I'm going to call myself REG from now on just so you don't confuse my postings with anyone else, anonymous. Every supportive comment of the council and/or mayor in here is dismissed as from the Mayor. I doubt he worries what you people think but from now on ... REG LIVES!!

Anonymous said...

Anon @1.07pm - outstanding summation.

Anonymous said...

I am in total agreement with Anonymous 1:07...very well stated.

Anonymous said...

Couldn't agree with you more anon 1:07. I think His Ugliness is very likely to run again....he isn't funny or charming or smart enough to have a long celebrity shelf life and he will probably need the job to feed his ego.
Likely candidates must get together soon, acknowledge that different approaches to solving Wanganui's problems can be accommodated and cooperation is vital.
After just one term of lunacy it is going to be a big job to repair the division that has been created in our town and we will need really good people sitting in all of the Council seats to accomplish this.
If Laws gets a second term this town will resemble Foxton at it lowest ebb by the time he gets bored with the game of Mayor.

Laws Watch said...

Every supportive comment of the council and/or mayor in here is dismissed as from the Mayor.

No, just the emotive, illogical, irrational and personally insulting ones, Reg :-)

Anonymous said...

Rob Vinsen said...
Anyone who portrays that there is a squabble between projects over an application for government funding has completely lost the plot.

************

Well, for a start the mayor has indicated that both in he Chronicle coverage of the meeting and in this blog in his nasty anonymous (NOT) comments.

But if he now makes sure you don't get a council indication of support for your application to the Significant Projects Fund and Mickey gets his lackeys to put one in first anyway, the govt will not be in a position to weigh the respective merits of both projects and it's unlikely that if they help fill the swimming pool coffers they will then turn around and give the tram what it needs as well.

So I think you're being a bit disingenuous with your comment, Rob and I hope it's now because you have been intimidated by the mayor's threats.

Anonymous said...

Busted!
Reg, short for regulation which is another word for Law.
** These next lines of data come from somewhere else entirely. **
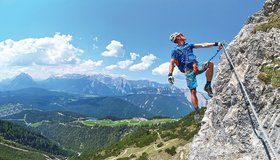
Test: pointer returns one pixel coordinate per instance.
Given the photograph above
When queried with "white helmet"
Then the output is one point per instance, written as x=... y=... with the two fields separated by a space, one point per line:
x=173 y=36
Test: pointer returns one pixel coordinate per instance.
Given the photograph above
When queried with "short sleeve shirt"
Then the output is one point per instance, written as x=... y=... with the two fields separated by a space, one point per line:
x=184 y=55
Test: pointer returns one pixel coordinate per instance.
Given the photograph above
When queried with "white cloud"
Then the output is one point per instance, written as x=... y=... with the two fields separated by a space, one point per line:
x=41 y=72
x=124 y=64
x=121 y=65
x=42 y=51
x=163 y=70
x=113 y=49
x=147 y=61
x=111 y=67
x=133 y=55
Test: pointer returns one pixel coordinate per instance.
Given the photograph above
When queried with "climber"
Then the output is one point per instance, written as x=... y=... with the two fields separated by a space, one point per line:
x=182 y=56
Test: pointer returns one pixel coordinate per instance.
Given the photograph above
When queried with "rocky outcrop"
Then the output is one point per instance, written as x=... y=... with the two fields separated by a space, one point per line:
x=230 y=130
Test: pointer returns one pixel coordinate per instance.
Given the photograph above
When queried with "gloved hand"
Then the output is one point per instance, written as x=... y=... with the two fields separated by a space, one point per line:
x=170 y=78
x=219 y=44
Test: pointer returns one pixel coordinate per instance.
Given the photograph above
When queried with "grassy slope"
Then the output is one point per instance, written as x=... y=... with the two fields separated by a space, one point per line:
x=10 y=150
x=150 y=141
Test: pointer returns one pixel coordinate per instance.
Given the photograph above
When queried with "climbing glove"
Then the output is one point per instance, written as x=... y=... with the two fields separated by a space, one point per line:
x=219 y=44
x=170 y=78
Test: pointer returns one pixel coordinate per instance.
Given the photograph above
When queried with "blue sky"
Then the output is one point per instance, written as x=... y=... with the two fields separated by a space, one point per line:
x=128 y=38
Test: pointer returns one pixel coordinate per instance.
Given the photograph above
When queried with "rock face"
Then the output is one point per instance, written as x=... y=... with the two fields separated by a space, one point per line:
x=229 y=130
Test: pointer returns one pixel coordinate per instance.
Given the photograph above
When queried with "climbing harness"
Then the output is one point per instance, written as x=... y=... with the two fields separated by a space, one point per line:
x=214 y=55
x=262 y=131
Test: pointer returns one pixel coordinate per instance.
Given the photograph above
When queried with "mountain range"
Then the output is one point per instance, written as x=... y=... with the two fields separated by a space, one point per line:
x=98 y=95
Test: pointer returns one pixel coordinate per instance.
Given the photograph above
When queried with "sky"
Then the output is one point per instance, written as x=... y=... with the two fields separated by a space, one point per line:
x=128 y=38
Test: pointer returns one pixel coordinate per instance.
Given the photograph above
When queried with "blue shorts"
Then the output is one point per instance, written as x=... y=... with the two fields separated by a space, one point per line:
x=191 y=75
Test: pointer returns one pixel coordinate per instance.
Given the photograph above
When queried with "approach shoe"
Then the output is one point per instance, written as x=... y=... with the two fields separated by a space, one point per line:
x=208 y=89
x=197 y=116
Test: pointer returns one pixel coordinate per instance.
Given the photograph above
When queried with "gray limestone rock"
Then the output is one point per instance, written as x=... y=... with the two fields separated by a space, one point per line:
x=230 y=130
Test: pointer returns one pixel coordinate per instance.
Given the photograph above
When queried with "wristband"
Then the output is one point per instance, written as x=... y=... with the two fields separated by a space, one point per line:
x=216 y=43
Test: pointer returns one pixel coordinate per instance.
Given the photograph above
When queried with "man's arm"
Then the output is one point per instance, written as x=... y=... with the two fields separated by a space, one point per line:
x=172 y=65
x=205 y=45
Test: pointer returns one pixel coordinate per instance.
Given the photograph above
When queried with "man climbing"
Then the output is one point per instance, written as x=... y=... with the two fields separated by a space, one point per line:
x=182 y=56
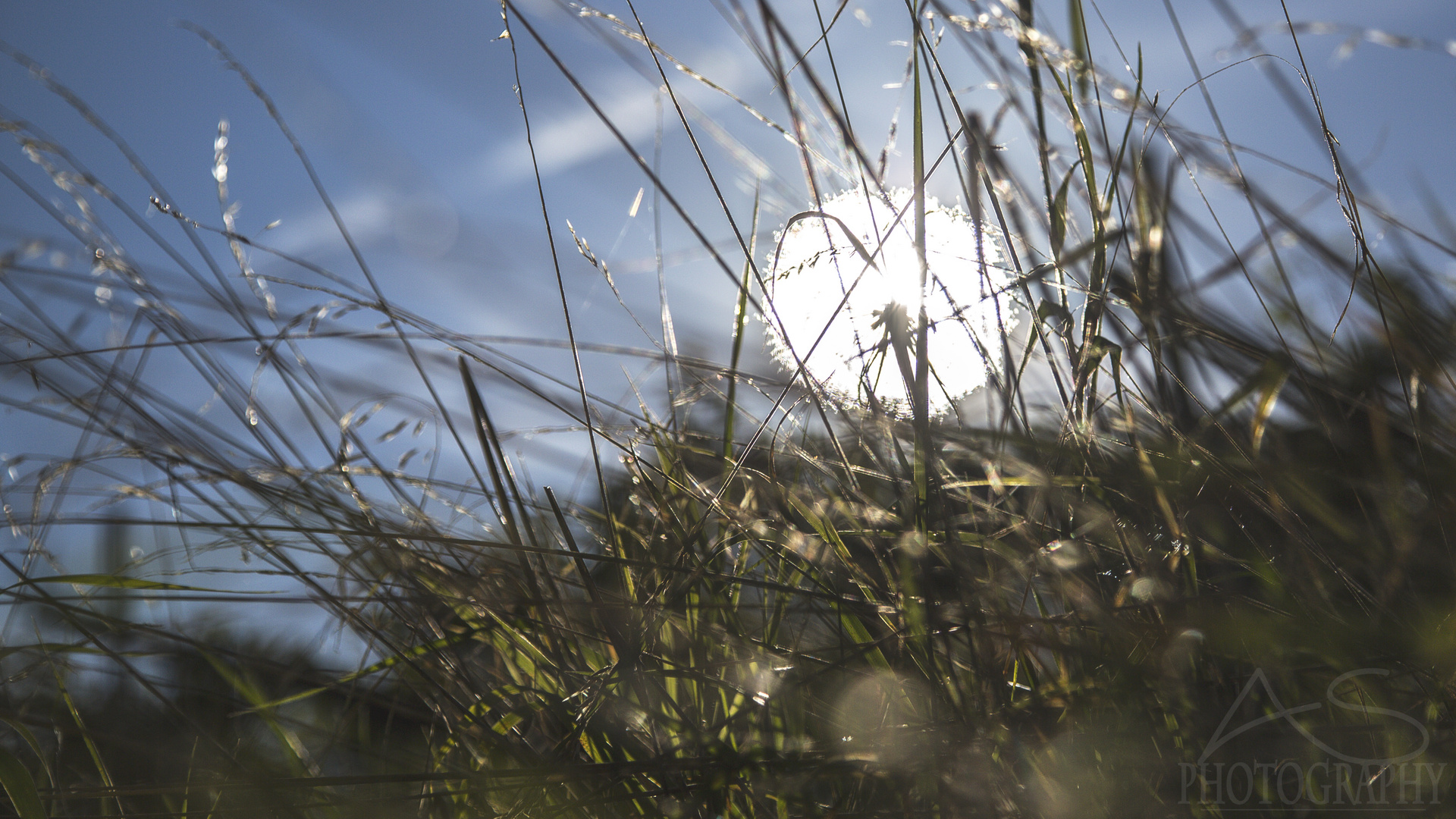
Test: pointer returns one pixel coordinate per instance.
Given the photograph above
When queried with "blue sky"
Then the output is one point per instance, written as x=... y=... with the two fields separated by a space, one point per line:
x=410 y=114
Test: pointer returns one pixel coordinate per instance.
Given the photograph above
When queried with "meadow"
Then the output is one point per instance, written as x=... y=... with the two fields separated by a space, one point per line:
x=1052 y=458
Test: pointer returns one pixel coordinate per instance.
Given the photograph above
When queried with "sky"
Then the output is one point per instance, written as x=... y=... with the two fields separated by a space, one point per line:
x=411 y=118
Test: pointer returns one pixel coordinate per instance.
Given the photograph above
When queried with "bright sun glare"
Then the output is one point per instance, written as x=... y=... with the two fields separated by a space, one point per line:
x=965 y=300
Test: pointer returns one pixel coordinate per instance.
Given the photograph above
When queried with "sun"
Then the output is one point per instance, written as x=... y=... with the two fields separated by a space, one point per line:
x=967 y=297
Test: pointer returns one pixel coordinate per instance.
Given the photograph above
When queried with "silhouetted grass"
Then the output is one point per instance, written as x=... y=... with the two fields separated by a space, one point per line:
x=1178 y=480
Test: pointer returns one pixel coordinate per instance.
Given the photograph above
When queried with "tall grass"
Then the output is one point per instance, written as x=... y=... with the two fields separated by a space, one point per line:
x=775 y=602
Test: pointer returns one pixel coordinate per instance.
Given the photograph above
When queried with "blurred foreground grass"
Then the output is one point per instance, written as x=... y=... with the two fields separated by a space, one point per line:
x=775 y=602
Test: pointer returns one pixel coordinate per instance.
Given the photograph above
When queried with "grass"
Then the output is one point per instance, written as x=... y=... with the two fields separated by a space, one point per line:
x=777 y=602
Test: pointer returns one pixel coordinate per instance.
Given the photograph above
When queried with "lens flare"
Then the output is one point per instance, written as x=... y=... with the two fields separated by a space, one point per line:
x=965 y=297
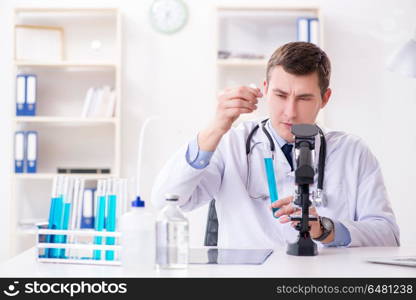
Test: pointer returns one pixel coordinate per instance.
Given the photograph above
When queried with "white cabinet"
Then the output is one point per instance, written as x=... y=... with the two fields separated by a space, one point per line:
x=89 y=56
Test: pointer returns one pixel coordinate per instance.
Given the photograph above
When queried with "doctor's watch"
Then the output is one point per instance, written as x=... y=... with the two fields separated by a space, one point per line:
x=327 y=226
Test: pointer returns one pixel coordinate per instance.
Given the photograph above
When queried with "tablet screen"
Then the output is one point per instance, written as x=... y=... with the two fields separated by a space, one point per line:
x=228 y=256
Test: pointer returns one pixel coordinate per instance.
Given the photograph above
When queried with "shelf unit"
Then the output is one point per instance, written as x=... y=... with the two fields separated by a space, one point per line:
x=256 y=31
x=62 y=85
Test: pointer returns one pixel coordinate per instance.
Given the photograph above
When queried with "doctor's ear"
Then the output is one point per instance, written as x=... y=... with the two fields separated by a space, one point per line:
x=265 y=86
x=325 y=97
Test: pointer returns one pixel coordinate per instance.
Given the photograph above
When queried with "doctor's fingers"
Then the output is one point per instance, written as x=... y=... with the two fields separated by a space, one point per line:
x=281 y=202
x=286 y=210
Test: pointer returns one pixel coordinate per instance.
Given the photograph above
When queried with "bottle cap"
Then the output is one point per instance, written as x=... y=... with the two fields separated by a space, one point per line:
x=138 y=202
x=171 y=197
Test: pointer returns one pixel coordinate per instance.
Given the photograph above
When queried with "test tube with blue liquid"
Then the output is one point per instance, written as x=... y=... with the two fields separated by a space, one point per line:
x=100 y=215
x=271 y=179
x=113 y=189
x=54 y=211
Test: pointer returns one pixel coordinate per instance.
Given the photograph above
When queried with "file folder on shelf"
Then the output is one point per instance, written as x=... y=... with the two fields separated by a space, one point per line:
x=31 y=90
x=31 y=156
x=20 y=95
x=19 y=151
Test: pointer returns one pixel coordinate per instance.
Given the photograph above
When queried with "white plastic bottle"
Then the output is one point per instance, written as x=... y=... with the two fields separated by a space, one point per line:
x=137 y=240
x=172 y=236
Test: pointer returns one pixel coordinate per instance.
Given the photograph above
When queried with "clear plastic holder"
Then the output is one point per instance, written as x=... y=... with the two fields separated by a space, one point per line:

A singular version of the word Laws!! Ha!
:0)

Anonymous said...

How cosy. REG and Harold both seem to keep the same morning ablutions schedule as our mayor. Presumably they also run on three ply.

Anonymous said...

An intelligent man who makes a conscious decision to do evil is a fool.

Anonymous said...

So I think you're being a bit disingenuous with your comment, Rob and I hope it's now because you have been intimidated by the mayor's threats.

3:23 PM, March 27, 2006



Sorry - that was a typo there. It should have read "I hope it's NOT because you have been intimidated by the mayor's threats".

Anonymous said...

"I hope it's NOT because you have been intimidated by the mayor's threats". said anon.

I dont believe that the Mayor has made a "threat"- but he has indicated that Council should explore applying to the Significant Communities Project Fund for the Splash Centre.
Quite frankly, it has surprised me that the Splash Promotors and the Mayor were not aware of this source prior to last Dec 18 when this years applications closed. It will now be May 2007 before a decision is made on the next funding round, and this may be too late for the Splash Centre. This Government has shown a fondness for arts, culture, heritage and tourism, so it is probably advisable for Council to have more than one iron in the fire.
Having an application that is based around tourism and heritage in a redeveloped Old Town should be just as important for Wanganui as one based around Sport and Recreation. In the end there is only the possibility of one successful application - but either way Wanganui wins.
I believe that an application should be made for both projects this year - and let the Government make their choice as it suits them.